The country's parliament approved in April 2016 legal amendments to corporatize Pakistan International Airlines (PIA), a necessary step to enable the government to move ahead with seeking private sector participation (May 15, 2016 structural benchmark). However, these amendments require the government to retain a shareholding majority and management control. Options to attract private sector interest in this context are being explored, including through a road show. In parallel, the government is taking measures to contain PIA's losses by strengthening its governance and reducing financial and operating costs, including by improving performance through route rationalisation, fleet modernisation, increasing fuel efficiency, and improving services.
Due to political opposition and social tensions, the government revisited its plans for privatising FESCO and other DISCOs and decided to move ahead with an Initial Public Offering (IPO) for a minority share in FESCO by November 2016 to be followed by IESCO and LESCO. In the meantime, the government will strengthen efforts to improve DISCOs' performance and reduce the system financial losses.
The government also committed to disinvesting Kot Addu Power Company (KAPCO), a large power generation company, and to solicit expressions of interest by July 15, 2016 (new structural benchmark in lieu of completing the bidding process for FESCO by June 2016, which is no longer feasible).
Despite a slight delay, government hired a financial advisor for State Life Insurance Corporation (SLIC) in January 2016 and issued in April 2016 a presidential ordinance for its corporatization aimed at improving its market value. The SLIC bill was subsequently approved by the National Assembly in May 2016. The government will conduct the Initial Public Offering of SLIC by end-March 2017 and will offer the first option for the government's shares in Mari Petroleum Company Limited (MPCL) to the parties who have been MPCL's other shareholders since incorporation, aiming at finalising this process by end-August 2016.

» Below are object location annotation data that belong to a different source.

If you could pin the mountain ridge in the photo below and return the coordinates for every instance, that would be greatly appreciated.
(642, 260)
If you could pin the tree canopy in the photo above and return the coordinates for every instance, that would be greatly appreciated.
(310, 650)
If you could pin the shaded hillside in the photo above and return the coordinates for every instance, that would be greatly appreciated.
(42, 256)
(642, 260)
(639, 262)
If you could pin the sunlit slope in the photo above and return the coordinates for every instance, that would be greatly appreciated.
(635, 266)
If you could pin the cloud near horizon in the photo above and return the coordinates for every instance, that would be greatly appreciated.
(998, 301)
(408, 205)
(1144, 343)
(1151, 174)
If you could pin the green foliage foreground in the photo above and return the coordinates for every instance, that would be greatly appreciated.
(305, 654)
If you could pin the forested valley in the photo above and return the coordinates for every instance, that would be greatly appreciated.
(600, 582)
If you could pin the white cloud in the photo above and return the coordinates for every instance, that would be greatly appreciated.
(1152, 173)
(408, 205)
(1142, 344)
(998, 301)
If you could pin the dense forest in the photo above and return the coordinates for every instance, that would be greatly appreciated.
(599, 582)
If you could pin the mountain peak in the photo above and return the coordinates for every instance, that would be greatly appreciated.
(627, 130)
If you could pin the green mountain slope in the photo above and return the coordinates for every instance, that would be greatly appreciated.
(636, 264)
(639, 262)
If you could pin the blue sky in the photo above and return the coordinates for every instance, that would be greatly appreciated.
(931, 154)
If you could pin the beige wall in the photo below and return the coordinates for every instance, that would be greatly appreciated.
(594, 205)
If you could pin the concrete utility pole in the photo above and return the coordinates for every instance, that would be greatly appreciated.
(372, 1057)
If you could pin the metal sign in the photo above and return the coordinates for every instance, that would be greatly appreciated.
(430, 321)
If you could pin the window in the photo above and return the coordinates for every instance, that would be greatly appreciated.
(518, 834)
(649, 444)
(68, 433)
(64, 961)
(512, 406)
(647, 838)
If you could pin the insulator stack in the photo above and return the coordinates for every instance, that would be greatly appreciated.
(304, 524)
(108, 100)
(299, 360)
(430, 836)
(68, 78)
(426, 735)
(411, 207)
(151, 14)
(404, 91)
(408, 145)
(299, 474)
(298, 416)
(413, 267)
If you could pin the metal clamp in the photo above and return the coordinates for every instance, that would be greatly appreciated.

The government has resolved the legal challenge to the cancelled sale of Heavy Electrical Complex (HEC) in May 2015 that arose owing to the winning bidder's inability to provide the funds to close the transaction. Subsequently, the HEC transaction has been reinitiated, and the advertisement for EOIs for financial advisor services published in May 2016. In addition, the government has hired a financial advisor for SME Bank Limited in January 2016; the due diligence process is ongoing with the objective of issuing the expressions of interests by August 2016 and finalising the transaction by end-December 2016.
Aging and shortage of equipment, overstaffing, and large debts continue to weigh on railway operations. However, since April 2014, the government is moving forward with a comprehensive restructuring plan, which includes improvements in business processes and the institutional framework, financial stability, and service delivery.